W odpowiedzi pokiwał głową góra-dół i ponownie mnie pocałował. Był cały czas za mną. Delikatnie przyciągnęłam jego głowę rękami do swojej.
-Trzeba zrobić zakupy-szepnęłam mu do ucha.
-Załatwione.
-Lodówka. Jest. Pusta.
-Zakupy. Przyjadą. Same.-powiedział zmuszając mnie do wstania.-Bo już zamówiłem.
Jego ręce zjechały na moją pupę. Zachichotałam. Pocałował mnie raz, drugi. Zaczął nas przemieszczać. On robił krok do przodu, ja do tyłu. Kiedy trafiliśmy na schody nie udało mi się podnieść wystarczająco wysoko stopy i powoli osunęłam się na stopnie. Trafił między moje nogi, które rozłożyły się mimowolnie jakby na zachętę. Całował moją szyję, a ja trzymałam jego wąskie biodra kolanami.
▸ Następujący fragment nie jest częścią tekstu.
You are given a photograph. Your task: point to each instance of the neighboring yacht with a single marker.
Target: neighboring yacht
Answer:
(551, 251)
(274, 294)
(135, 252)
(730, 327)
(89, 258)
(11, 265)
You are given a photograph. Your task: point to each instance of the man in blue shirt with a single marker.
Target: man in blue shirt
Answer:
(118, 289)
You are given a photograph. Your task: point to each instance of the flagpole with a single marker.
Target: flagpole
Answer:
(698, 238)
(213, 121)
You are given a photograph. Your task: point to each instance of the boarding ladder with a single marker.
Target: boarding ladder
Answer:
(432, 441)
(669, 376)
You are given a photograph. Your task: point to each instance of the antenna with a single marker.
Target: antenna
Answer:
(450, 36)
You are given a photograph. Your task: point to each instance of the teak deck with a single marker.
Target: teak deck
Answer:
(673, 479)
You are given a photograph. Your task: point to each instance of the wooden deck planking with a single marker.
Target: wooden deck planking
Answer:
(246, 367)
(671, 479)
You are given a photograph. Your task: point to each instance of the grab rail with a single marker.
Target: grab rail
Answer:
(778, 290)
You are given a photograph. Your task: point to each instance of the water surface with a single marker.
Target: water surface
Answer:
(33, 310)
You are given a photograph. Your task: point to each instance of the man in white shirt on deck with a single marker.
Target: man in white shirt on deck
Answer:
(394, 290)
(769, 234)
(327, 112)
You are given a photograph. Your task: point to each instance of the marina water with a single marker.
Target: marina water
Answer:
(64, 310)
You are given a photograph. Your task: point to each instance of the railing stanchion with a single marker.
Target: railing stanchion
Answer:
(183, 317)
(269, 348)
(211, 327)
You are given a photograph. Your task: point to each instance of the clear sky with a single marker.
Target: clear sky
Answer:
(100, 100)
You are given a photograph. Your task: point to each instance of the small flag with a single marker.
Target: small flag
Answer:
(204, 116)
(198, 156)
Wtedy jego ciało zaczęło powoli falować. Nagle poczułam wibracje w jego kieszeni, a po chwili zaczął rozchodzić się dzwonek.
-Halo?-odebrał oddalając swoją twarz od mojej o piętnaście centymetrów.-My? Nic ciekawego. Oglądamy telewizor. Tak, już podaję.
-Cześć tato-powidziałam do słuchawki czując ręce Biebera w tali.-Tu pogoda jest chyba zawsze ładna. Tak. Tak. Pozdrów mamę. Pa. No tak. Cześć.-pożegnałam się i podałam słuchawkę Justinowi.
Nim zdążył wznowić swoje „działania” wysunęłam się spod niego i zaczęłam iść po schodach na górę.
-Czemu twój tata zawsze dzwoni w dobrych momentach?
-Powrócimy do tego, kiedy zrobisz coś z tą kamerą skierowaną centralnie na schody i kiedy zrobimy zakupy, którymi się nie zająłeś-rzuciłam w niego koszulką.- Pokaż mi lepiej gdzie są moje ubrania, bo nigdzie ich nie mogę znaleźć.